The 32-year-old University of Ottawa strength and conditioning coach takes a tug at his skirt before running about 20 yards with the upright pole and heaving it a whopping 10 feet, from just above his sternum.
"It's like swinging a bat," Chiappa will say afterward. "I knew I was too late on that one when I released it."
By the time his pole has flown end over end and landed at 10 o'clock, just slightly left of perfect, another guy in a skirt is becoming one with his pole.
These athletes are not cross-dressers in cleats (or in turf shoes or hiking boots). They are men who can toss a 120- to 160-pound pine pole like a spent cigarette.
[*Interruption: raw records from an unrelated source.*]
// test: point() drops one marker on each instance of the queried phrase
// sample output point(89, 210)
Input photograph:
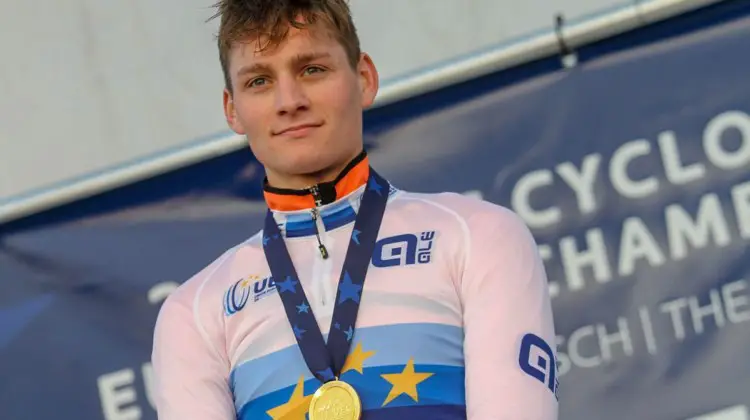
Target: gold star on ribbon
point(356, 359)
point(297, 406)
point(405, 382)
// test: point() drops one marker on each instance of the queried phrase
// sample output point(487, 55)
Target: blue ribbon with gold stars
point(326, 360)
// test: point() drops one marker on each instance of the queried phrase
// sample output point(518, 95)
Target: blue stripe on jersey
point(418, 412)
point(442, 392)
point(339, 218)
point(393, 345)
point(339, 214)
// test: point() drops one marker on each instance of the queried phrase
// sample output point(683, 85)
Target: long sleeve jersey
point(455, 319)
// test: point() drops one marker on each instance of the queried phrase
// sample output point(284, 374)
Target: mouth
point(299, 130)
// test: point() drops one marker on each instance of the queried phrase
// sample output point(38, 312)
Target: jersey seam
point(196, 301)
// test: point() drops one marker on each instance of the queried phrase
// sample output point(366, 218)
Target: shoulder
point(210, 280)
point(473, 212)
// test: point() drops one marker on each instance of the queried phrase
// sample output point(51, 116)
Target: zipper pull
point(321, 247)
point(315, 191)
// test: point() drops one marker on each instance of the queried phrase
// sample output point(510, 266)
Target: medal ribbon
point(325, 360)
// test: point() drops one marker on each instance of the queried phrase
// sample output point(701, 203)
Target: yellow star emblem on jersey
point(356, 359)
point(405, 382)
point(297, 406)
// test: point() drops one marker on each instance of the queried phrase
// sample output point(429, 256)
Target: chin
point(307, 165)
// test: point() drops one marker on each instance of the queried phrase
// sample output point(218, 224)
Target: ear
point(230, 112)
point(369, 80)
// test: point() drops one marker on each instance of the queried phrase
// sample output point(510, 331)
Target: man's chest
point(406, 346)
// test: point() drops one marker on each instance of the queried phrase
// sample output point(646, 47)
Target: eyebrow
point(297, 61)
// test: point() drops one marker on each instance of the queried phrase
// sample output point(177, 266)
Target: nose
point(290, 97)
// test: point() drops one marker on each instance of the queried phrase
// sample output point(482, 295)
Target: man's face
point(300, 104)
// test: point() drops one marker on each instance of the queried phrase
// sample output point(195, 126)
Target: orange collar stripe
point(353, 179)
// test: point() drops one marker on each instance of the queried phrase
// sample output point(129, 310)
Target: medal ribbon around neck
point(325, 360)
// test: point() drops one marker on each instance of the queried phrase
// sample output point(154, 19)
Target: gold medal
point(335, 400)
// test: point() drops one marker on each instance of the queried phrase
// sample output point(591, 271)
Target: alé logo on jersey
point(399, 250)
point(237, 296)
point(406, 249)
point(537, 360)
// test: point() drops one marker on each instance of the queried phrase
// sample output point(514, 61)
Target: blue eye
point(260, 81)
point(313, 69)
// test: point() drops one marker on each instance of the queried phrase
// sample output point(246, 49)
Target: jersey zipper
point(321, 266)
point(317, 220)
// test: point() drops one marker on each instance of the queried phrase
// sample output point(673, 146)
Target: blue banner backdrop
point(632, 169)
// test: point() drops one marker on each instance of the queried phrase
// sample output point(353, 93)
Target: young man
point(357, 300)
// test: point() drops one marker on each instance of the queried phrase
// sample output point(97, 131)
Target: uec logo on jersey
point(538, 361)
point(238, 295)
point(406, 249)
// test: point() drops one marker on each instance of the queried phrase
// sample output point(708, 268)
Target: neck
point(319, 189)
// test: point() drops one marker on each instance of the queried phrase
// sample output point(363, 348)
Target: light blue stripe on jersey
point(445, 386)
point(394, 345)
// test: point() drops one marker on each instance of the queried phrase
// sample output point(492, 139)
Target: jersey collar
point(349, 180)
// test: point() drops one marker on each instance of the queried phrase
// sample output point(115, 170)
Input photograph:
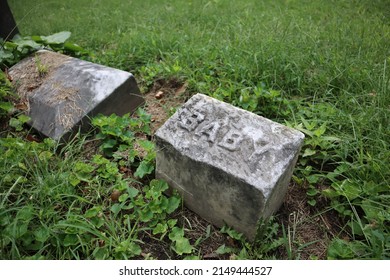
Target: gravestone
point(61, 93)
point(230, 166)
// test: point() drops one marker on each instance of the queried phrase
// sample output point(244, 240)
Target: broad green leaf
point(223, 249)
point(160, 228)
point(308, 152)
point(24, 118)
point(145, 215)
point(6, 106)
point(42, 234)
point(133, 192)
point(173, 204)
point(45, 155)
point(73, 47)
point(191, 258)
point(143, 169)
point(93, 212)
point(25, 214)
point(70, 239)
point(176, 233)
point(116, 208)
point(183, 246)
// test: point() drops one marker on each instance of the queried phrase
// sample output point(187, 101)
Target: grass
point(325, 61)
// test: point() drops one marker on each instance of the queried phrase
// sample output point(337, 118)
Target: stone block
point(61, 93)
point(230, 166)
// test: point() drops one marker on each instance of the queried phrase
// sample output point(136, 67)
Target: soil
point(308, 230)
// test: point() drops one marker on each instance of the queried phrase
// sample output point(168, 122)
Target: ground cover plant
point(318, 66)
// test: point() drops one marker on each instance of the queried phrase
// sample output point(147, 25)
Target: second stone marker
point(231, 166)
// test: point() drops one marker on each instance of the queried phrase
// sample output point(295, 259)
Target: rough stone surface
point(230, 166)
point(61, 93)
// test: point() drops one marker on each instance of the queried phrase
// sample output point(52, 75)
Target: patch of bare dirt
point(162, 100)
point(308, 229)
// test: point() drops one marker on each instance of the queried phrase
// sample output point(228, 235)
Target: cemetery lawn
point(318, 66)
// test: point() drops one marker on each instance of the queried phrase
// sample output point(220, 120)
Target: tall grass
point(329, 60)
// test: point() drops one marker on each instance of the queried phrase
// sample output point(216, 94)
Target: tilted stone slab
point(61, 93)
point(231, 166)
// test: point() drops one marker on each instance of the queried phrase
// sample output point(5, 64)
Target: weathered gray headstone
point(61, 93)
point(231, 166)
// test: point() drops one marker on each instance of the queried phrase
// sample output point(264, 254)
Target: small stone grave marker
point(231, 166)
point(61, 93)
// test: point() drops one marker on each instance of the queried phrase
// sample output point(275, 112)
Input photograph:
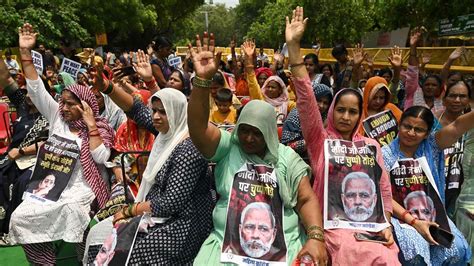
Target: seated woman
point(415, 140)
point(175, 185)
point(428, 95)
point(28, 129)
point(292, 135)
point(273, 90)
point(262, 184)
point(35, 224)
point(343, 121)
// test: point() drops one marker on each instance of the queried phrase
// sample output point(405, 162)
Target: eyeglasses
point(454, 96)
point(408, 128)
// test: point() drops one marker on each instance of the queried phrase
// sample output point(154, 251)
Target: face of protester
point(160, 120)
point(175, 82)
point(431, 87)
point(323, 104)
point(326, 71)
point(71, 106)
point(413, 130)
point(47, 183)
point(420, 209)
point(377, 102)
point(257, 233)
point(346, 114)
point(251, 140)
point(310, 66)
point(224, 107)
point(453, 79)
point(387, 77)
point(106, 253)
point(261, 79)
point(358, 199)
point(273, 90)
point(457, 98)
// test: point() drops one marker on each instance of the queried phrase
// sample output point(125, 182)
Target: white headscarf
point(176, 107)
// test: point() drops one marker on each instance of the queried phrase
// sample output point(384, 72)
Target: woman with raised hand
point(416, 140)
point(36, 224)
point(273, 90)
point(263, 185)
point(175, 185)
point(343, 123)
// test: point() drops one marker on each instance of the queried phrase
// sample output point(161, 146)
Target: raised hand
point(358, 54)
point(27, 37)
point(396, 58)
point(415, 36)
point(458, 52)
point(143, 66)
point(205, 60)
point(248, 48)
point(295, 27)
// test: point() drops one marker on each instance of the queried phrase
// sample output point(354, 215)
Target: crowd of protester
point(178, 144)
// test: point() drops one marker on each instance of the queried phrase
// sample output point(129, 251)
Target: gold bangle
point(313, 228)
point(316, 236)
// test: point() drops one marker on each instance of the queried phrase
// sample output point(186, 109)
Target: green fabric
point(290, 168)
point(465, 202)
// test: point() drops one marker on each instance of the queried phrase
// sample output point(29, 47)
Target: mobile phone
point(128, 70)
point(370, 237)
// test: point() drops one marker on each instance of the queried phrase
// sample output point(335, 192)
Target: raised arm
point(457, 53)
point(311, 121)
point(249, 53)
point(204, 135)
point(43, 101)
point(449, 134)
Theirs is one of the world's oldest sports, a descendant of an 11th-century pastime that was born when men hoisting cabers (what we would call beams) to build houses got bored and decided to see who could toss his the farthest.
To participate in today's Highland Games, a man needn't be Scottish—just athletic and kilted. "You have to wear a kilt and drink a lot of Scotch," says Harvey Barkauskas, a 44-year-old high school science teacher from Ontario, Canada, who finished fourth among six professional competitors in the caber toss in Arlington.
The Arlington edition is one of about 300 Highland Game events held each year in the United States, Canada and Europe to provide competitive outlets for some 500 kilt-clad athletes around the world.
The 5'10", 250-pound Chiappa, who was a hammer thrower until he was sidelined by a pinched nerve in his lower back in 1982, is of Italian descent, but he looks very Scottish this particular weekend because, in addition to his tube socks, turf shoes, T-shirt and countless pounds of pecs, he is wearing a hungry-man-sized plaid skirt.
The caber toss is the focal point of the Highland Games, though all participants also throw the hammer, a 28- and a 56-pound weight for distance, and toss a 16-pound sheaf of hay between two 30-foot uprights. Competitors also toss the 56-pound weight with one hand over that same goalpost, and hurl 16- and 22-pound stones as far as they can—generally 32 to 47 feet for the former, and 29 to 38 for the latter.
Out on the field, 6'1", 325-pound Harry MacDonald of London, Ont., throws what is called a 12 o'clock. That means he has heaved the caber into the air and landed it directly in front of him. "A hole in one in golf is rarer than this," says Barkauskas. "But this is a lot rarer than a strike in bowling. I think we'd all have to say it's about like hitting a home run."